Dr Richard Eglen joined PerkinElmer Life and Analytical Sciences in July 2006 as Vice-President and General Manager, Discovery and Research Reagents. Prior to PerkinElmer, Dr Eglen served as the Chief Scientific Officer of DiscoveRx Corp in Fremont, California. From 1983 to 2000 he held several senior management positions in the life sciences industry. These included Vice-President, Institute of Pharmacology, Syntex Research and Vice-President, Neurobiology Business Unit, Roche Bioscience. Dr Eglen was also appointed Global Co-ordinator for HTS at Roche. Dr Eglen holds a PhD in Pharmacology from Trent University of Nottingham, UK and a Bachelor of Science in Special Honors Physiology from University of Sheffield, UK. He has extensive experience in both drug discovery and technology development, and has published more than 250 papers, books and patents. Dr Eglen currently serves on numerous journal editorial boards and NIH advisory boards and is also a board member of the Society for Biomolecular Sciences. Dr Roger Bossé joined PerkinElmer in 2000 and is currently Technology and BD Leader, Discovery and Research Reagents, Molecular Medicine. Prior to joining PerkinElmer, Roger was the Associate Director Biology of Packard Biosciences and Head of Research for the HTS platform AlphaScreen.
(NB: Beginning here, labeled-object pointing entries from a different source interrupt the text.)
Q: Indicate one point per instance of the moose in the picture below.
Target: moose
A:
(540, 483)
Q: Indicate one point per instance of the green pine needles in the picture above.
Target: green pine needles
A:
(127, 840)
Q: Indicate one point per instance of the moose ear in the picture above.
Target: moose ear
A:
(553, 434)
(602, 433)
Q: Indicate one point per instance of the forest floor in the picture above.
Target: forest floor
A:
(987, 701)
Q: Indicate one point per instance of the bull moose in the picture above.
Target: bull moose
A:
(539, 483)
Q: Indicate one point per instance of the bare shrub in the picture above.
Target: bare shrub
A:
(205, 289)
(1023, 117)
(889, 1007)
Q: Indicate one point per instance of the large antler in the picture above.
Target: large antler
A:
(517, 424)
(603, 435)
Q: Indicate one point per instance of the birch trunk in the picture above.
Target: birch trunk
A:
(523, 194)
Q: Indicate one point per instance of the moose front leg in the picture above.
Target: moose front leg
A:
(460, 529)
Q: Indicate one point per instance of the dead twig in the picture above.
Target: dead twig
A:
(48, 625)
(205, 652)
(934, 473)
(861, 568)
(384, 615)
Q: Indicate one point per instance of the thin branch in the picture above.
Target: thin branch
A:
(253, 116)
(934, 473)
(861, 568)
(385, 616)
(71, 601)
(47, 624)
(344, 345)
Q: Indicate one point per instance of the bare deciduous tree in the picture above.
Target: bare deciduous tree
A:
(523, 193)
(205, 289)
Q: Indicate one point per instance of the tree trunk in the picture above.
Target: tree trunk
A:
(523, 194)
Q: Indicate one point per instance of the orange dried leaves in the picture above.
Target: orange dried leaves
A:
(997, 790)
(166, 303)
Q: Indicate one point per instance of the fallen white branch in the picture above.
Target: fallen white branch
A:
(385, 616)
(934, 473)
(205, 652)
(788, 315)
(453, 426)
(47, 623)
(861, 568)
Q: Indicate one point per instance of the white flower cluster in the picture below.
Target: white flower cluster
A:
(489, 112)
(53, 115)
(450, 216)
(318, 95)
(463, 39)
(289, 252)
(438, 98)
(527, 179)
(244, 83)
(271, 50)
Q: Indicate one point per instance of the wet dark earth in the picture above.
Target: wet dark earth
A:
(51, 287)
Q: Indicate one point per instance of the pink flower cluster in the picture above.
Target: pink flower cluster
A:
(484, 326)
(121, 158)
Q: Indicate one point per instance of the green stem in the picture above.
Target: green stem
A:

He has also been responsible for the pipeline of Gprotein coupled receptors, developed a method to immobilise cell membranes on polystyrene support as well as leading the initial evaluation of Dade- Behring’s LOCI technology. During the past years, he and his team have delivered numerous products and developed more than 50 HTS assays. Roger holds three degrees from the University of Sherbrooke including a BSc in Biochemistry, an MSc and PhD in Pharmacology. Dr Graham S. Long is currently the Global Product Leader for the Drug Discovery Reagent business at PerkinElmer Life and Analytical Sciences, Waltham, MA, USA. Dr Long obtained his PhD in Clinical Biochemistry at the University of Cambridge in the UK in 1996. He has a background in molecular biology and protein biochemistry studying the molecule mechanisms of cancer biology with 10 years academic experience at Univ. Cambridge, UCSD in La Jolla and Washington University in St Louis.